Preprocessing

Volumetric image inputs

The SCOUT pipeline assume that a series of 2D TIFF images are given to form 3D volumes. Each image should correspond to an optical z-section in ascending alphanumeric order. Multiple channels are stored in separate folders containing the same number of 2D TIFF images.

For example, for a 3-channel volumetric image containing 1000 z-planes, the starting data may be organized as follows:

dataset_folder/

color_0/

000.tif
…
999.tif

color_1/

000.tif
…
999.tif

color_2/

000.tif
…
999.tif

Note: The exact names of the files and folders do not matter–SCOUT automatically finds all TIFFs and sorts them by name. However, each channel must contain the same number of images.
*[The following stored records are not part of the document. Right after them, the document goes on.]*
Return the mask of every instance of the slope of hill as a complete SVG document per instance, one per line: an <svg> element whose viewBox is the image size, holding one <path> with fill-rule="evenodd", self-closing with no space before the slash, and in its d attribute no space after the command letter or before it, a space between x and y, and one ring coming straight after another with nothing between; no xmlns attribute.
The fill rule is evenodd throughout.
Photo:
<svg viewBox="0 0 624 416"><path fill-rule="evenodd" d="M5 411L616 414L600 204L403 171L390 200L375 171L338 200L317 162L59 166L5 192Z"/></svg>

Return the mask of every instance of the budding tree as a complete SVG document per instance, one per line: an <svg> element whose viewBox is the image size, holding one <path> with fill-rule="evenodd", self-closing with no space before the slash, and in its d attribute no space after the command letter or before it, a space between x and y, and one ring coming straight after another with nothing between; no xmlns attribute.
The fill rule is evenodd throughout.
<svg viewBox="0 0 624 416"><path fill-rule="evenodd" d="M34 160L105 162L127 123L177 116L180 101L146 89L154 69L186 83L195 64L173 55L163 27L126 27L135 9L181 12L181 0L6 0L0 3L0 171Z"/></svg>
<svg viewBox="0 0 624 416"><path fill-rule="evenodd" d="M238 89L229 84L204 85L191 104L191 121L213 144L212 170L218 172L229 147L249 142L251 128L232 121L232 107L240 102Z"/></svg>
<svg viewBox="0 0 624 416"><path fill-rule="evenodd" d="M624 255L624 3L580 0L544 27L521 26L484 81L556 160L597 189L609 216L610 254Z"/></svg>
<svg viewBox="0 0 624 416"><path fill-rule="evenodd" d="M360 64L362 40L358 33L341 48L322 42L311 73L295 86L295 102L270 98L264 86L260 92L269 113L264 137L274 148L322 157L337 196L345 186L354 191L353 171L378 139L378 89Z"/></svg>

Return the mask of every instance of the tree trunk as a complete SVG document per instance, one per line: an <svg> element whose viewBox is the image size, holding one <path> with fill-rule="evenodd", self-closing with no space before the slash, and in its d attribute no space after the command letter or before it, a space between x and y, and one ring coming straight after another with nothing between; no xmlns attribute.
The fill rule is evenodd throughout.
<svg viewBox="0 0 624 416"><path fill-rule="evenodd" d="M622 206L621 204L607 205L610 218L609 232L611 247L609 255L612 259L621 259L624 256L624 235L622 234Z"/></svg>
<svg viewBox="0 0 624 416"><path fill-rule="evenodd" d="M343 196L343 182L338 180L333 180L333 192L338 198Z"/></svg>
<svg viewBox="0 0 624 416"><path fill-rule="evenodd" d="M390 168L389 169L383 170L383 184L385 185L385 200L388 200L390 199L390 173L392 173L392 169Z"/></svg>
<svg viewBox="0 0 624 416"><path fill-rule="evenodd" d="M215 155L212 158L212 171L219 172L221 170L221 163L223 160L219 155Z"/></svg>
Organoid dataset organization

It is customary to place all dataset folders under a single datasets directory with an accompanying summary.csv file that describes what each dataset contains. summary.csv should contain a dataframe indexed by the dataset path, which is the name of the dataset_folder, and a field called type, which contains a string describing the organoid type or experimental group.

As an example, this is a summary.csv containing 2 Lancaster_d35 organoids and 2 Lancaster_d60 organoids.

path,type
20190419_14_35_07_AA_org1_488LP13_561LP120_642LP60,Lancaster_d35
20190419_15_50_16_AA_org2_488LP13_561LP120_642LP60,Lancaster_d35
20190509_16_55_31_AA-orgs5.8.19_org1_488LP15_561LP140_642LP50,Lancaster_d60
20190531_14_31_36_AA_org2_488LP13_561LP140_642LP60,Lancaster_d60

The accompanying datasets folder would look like this:

datasets/
|   20190419_14_35_07_AA_org1_488LP13_561LP120_642LP60/
|   20190419_15_50_16_AA_org2_488LP13_561LP120_642LP60/
|   20190509_16_55_31_AA-orgs5.8.19_org1_488LP15_561LP140_642LP50/
|   20190531_14_31_36_AA_org2_488LP13_561LP140_642LP60/
|   summary.csv

Image normalization

In order to make downstream processing more consistent, the first step is to normalize each channel. Rather than normalizing each z-slice independently, which would introduce irregular brightness artifacts along the z-axis, it is better to base the normalization on the histogram of the entire 3D image. Since the exact histogram may take a long time to compute, we instead can select a few equally-spaced z-slices to estimate it:

scout preprocess histogram color_0/ color0_hist.csv -s 50 -v

The resulting histogram will be stored in the color0_hist.csv CSV file. The -s 50 argument means “take every 50th image” to estimate the histogram. The -v argument is a verbose flag. This command should be repeated for each channel.

Given the stack histogram, we can choose to normalize to any percentile. For example, if we wanted to scale the image so that the maximum value is 1.0, then we would normalize to the 100th percentile (the maximum value). Due to imaging noise, it is sometimes more robust to instead normalize based on a slightly lower percentile:

scout preprocess rescale color_0/ color0_hist.csv color0_rescaled -t 120 -p 99.7 -v

This will rescale each image in color_0 based on the 99.7th percentile of color0_hist.csv and save the results in a new folder called color0_rescaled. The -t 120 argument specifies the grayscale intensity of the background, which gets subtracted from each image before normalization. This command should be repeated for each channel.